Reports that Omicron patients had only shown mild symptoms helped ease fears about the potential economic fallout from the new variant of the coronavirus and boosted investors' confidence. This was evident by the positive tone witnessed in equity markets, which undermined the greenback's relative safe-haven status. That said, the prospects for faster policy tightening by the Fed helped limit USD downside and capped gains for the pair.

Investors seem convinced that the Fed will hike interest rates sooner rather than later and have been pricing in the possibility of an eventual liftoff in May 2022. This, along with a further recovery in the US Treasury bond yields, continued lending some support to the greenback. Apart from this, the UK-EU impasse over the Northern Ireland Protocol further held back traders from placing aggressive bullish bets around the pair.

The recovery faltered ahead of the 1.3300 round-figure mark and the pair was last seen trading around mid-1.3200s. There isn't any major market-moving economic data due for release on Tuesday, either from the UK or the US, leaving the pair at the mercy of USD price dynamics. Hence, traders will take cues from the broader market risk sentiment and the US bond yields, which might influence the USD and provide some impetus to the major.

Technical outlook

From a technical perspective, the emergence of fresh selling at higher levels validates last week's bearish break through a short-term descending channel extending from July.
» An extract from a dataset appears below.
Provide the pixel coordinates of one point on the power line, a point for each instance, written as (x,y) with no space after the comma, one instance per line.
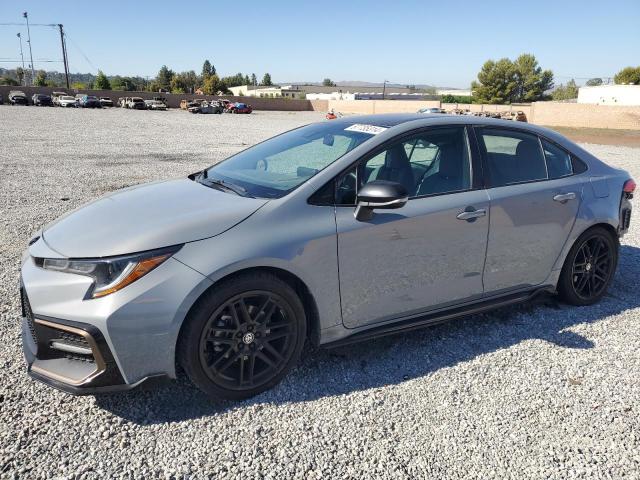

This, in turn, supports prospects for an extension of the recent downward trajectory from the 1.3830-35 region touched in October. A subsequent slide back towards sub-1.3200 levels, or the YTD low set last week, remains a distinct possibility. Some follow-through selling should pave the way for a fall towards the next relevant support near the 1.3125 region en-route the 1.3100 mark and the 1.3050-45 region.

On the flip side, the 1.3290-1.3300 region might continue to act as immediate strong resistance. Sustained strength beyond, could prompt a short-covering move and accelerate the recovery towards the 1.3340-50 supply zone. This is followed by resistance near the 1.3370 area and the 1.3400 level. The latter should act as a key barrier, which if cleared decisively will suggest that the pair has formed a near-term base and negate the bearish outlook.